Our data SIM needed renewing but Rob had to visit Digicel 3 times and in the end asked for a refund instead.  One particular member of staff was useless, didn’t phone when he said he would and when Rob went back to the shop at the time he was asked, half an hour before lunch, they had locked the doors because the queue was so long the staff realised they wouldn’t get a lunch break if they didn’t stop more customers entering the shop.  Very poor service all round and you often need to bring a drink and meal with you as you can spend hours waiting.

The High Street

So, for now, whilst Rob is watching the Grand Prix, I am using the fast and free WiFi at the marina bar, where Patrice is endlessly friendly and organises great food evenings and a Jazz night.  Karel’s Bar is another good place to frequent, offering their dinghy dock without the necessity to buy a drink but they still do brilliant mojitos!  As it is Father’s Day I’m taking Rob out for lunch, before we clear out.  This evening we have been invited on board ‘Amelie’ for sundowners and will say farewell to a few friends.

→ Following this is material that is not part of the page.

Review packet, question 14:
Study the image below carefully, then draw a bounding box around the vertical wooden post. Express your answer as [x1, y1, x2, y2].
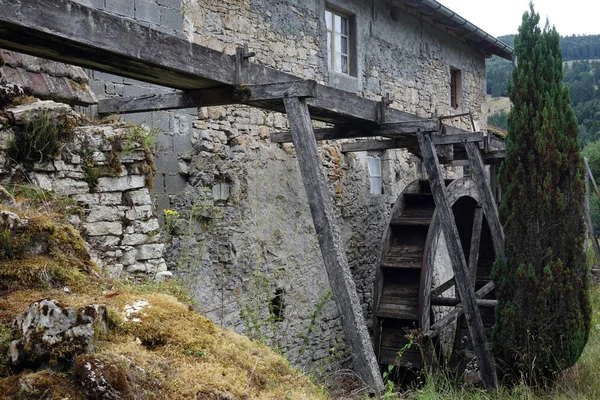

Now our return dates are almost fixed, we will shortly book the flights to Gatwick, via Amsterdam with KLM and BA.  Our kids have returned a few of the items we lent them in 2009 that they have finished with or can do without for 3 months and we have a bed and mattress in our garage but precious little else.  Might have to buy a couple of beanbags and a kettle but I’m sure we can manage.  It will be like indoor camping but probably best, as we want to paint the rooms in neutral colours before renting the house out in the autumn and it will be easier to decorate without any furniture to move around.

Yesterday we filled our diesel tanks to reduce condensation whilst we are gone and topped up on water just because it is a reasonable price here.  The diesel was 52p a litre.  What is expensive in Bonaire is cooking gas and we’ve been told it is far cheaper in Curaçao.

Just Flying Along - We Will Miss Sailing For 3 Months

Tomorrow, we set sail at around 0700 for Curaçao, as it is the best weather window for some time, the forecast giving high winds of Force 5-6 for the next 10 days after that!  At least it will be downwind and we can float west on just the genoa and it should only take 5 hours.  The marina has space for us now, 3 weeks ahead of time, which gives us a week to prepare Beyzy for being left for 3 hot months.  Also, our generator started spluttering and has a salt water leak, so that might need to come out of the locker in the stern and have a service and new parts.  The main engine also needs extensive servicing as the engine hours are approaching 2500.  Before we head to the more remote islands, off Panama and Honduras, we need to ensure the essential equipment is working properly and we have the opportunity to bring spares from the UK if necessary.  I can see some additional luggage allowance being bought in October!